Whether you’re in the couple-months camp, the ten-year camp, or anywhere in between, the most important thing isn’t how long it takes to finish, but simply that you do finish. Far too many writers don’t. They start their “book” with grand ideas and lots of energy, only to see that energy fizzle and the book remain incomplete. And if there’s one thing I know about getting a novel sold, it’s that you must have a novel to sell. It’s kind of step number one.    
But how do you do that when you hit a wall? What happens when writer’s block rears its ugly head and won’t go away?  

The answer is to finish. At all costs. Just finish. 
Maybe that means you rush through the ending. You don’t milk the drama at the end. You don’t tie up all the loose ends. You write what you know full-well is a dissatisfying ending. Maybe you’re so frozen by writer’s block, so debilitated and lost and frustrated, that you can’t imagine writing another line.  
Fine. That’s all fine. Write “The End” after your last words and consider your novel finished.  
Because when you finish a novel, you can finally start to work on it.  
And that’s what writers need to understand. I’ve never met someone whose first draft hasn’t needed any editing, or whose ideas come out perfectly articulated on the very first attempt. I’ve never met anyone who’s met anyone like that. If such a person exists, they’re comparable to an insanely talented Big Foot—I’d love to meet one but probably never will.  
Finishing a first draft simply book-ends a story. Now you have a beginning, middle, and an end.  It might not be any good, but that doesn’t matter. You can make it good because now it’s manageable. Now you can see the story in its entirety, which allows you to see where it’s strong, where it’s weak, and what just needs to be rewritten. You get some distance from it, which could spark some creativity. Suddenly you know just what should happen at the end because you’re able to see the story differently.  
So if you’re struggling with your book, if you feel like it’s never going to be complete, just finish it.
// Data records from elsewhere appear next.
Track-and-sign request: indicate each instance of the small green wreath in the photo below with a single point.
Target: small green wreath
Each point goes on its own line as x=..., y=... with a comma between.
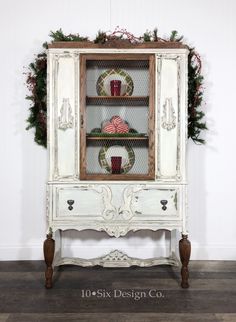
x=102, y=159
x=37, y=75
x=100, y=86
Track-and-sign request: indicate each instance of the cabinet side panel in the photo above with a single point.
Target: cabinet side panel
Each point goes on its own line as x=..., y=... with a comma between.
x=168, y=118
x=64, y=114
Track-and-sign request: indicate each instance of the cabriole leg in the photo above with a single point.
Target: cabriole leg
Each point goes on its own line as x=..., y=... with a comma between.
x=48, y=249
x=184, y=250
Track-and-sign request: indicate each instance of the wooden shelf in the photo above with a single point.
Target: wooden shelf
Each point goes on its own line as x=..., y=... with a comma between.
x=118, y=100
x=115, y=138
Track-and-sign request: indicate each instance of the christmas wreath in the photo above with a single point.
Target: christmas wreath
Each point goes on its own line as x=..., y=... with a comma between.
x=37, y=74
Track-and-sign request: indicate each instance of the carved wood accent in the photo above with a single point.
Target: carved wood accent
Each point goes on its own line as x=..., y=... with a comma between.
x=168, y=118
x=66, y=119
x=185, y=251
x=48, y=249
x=117, y=258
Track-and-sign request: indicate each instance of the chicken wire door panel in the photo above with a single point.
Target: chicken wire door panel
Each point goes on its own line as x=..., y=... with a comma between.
x=117, y=117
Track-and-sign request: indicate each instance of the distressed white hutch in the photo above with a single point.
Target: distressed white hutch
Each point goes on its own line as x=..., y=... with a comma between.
x=117, y=131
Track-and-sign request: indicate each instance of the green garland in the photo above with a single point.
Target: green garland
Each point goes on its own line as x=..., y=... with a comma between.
x=37, y=74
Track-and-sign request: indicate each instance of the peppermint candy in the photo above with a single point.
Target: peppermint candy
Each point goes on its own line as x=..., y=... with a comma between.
x=109, y=128
x=116, y=120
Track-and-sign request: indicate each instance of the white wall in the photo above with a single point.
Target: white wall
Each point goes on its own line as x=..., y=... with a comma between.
x=209, y=26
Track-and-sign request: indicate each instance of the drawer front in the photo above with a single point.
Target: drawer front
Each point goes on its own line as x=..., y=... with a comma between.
x=152, y=203
x=84, y=202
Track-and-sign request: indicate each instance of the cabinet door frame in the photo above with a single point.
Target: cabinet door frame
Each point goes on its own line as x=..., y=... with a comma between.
x=151, y=121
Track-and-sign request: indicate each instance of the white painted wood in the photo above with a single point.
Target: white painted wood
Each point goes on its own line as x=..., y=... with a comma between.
x=117, y=258
x=116, y=207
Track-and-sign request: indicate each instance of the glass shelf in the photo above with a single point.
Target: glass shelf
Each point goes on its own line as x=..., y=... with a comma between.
x=118, y=100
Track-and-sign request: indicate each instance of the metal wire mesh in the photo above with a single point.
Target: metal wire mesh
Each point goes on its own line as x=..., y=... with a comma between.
x=117, y=126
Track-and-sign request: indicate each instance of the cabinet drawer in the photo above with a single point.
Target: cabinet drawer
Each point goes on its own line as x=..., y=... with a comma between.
x=156, y=203
x=80, y=201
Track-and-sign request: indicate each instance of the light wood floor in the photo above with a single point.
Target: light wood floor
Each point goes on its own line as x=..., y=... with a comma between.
x=211, y=296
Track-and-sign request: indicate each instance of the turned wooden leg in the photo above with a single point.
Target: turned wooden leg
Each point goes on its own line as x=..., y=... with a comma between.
x=184, y=250
x=48, y=249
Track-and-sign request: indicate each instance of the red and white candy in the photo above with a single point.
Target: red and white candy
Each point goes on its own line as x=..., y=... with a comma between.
x=109, y=128
x=116, y=120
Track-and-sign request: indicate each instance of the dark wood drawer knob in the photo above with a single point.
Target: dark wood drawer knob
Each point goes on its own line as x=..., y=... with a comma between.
x=164, y=203
x=70, y=203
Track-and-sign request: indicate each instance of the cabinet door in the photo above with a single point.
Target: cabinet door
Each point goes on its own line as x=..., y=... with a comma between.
x=117, y=117
x=63, y=103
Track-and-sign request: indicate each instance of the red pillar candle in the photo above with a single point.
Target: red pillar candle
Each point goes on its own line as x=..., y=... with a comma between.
x=116, y=165
x=115, y=87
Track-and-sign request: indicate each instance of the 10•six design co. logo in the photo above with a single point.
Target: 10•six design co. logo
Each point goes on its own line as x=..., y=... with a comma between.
x=122, y=294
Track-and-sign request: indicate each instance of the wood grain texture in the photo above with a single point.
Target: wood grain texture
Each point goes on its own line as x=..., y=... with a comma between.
x=210, y=298
x=48, y=250
x=87, y=44
x=151, y=152
x=184, y=251
x=83, y=93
Then you can start working on it.  

3 comments:

April Moore said...

Great advice, Joe. Writing "The End" may be just what it takes to break through any blocks.

Patricia Stoltey said...

This is so true -- getting that first draft finished, no matter how imperfect, is the one thing that will keep the novel alive through revisions and self-editing. Without the first draft, we have nothing.

David Sharp said...

I couldn't agree more. It's so much easier to work with something when you've got something to work with. And odds are there are multiple rewrites to come, so we might as well just push through.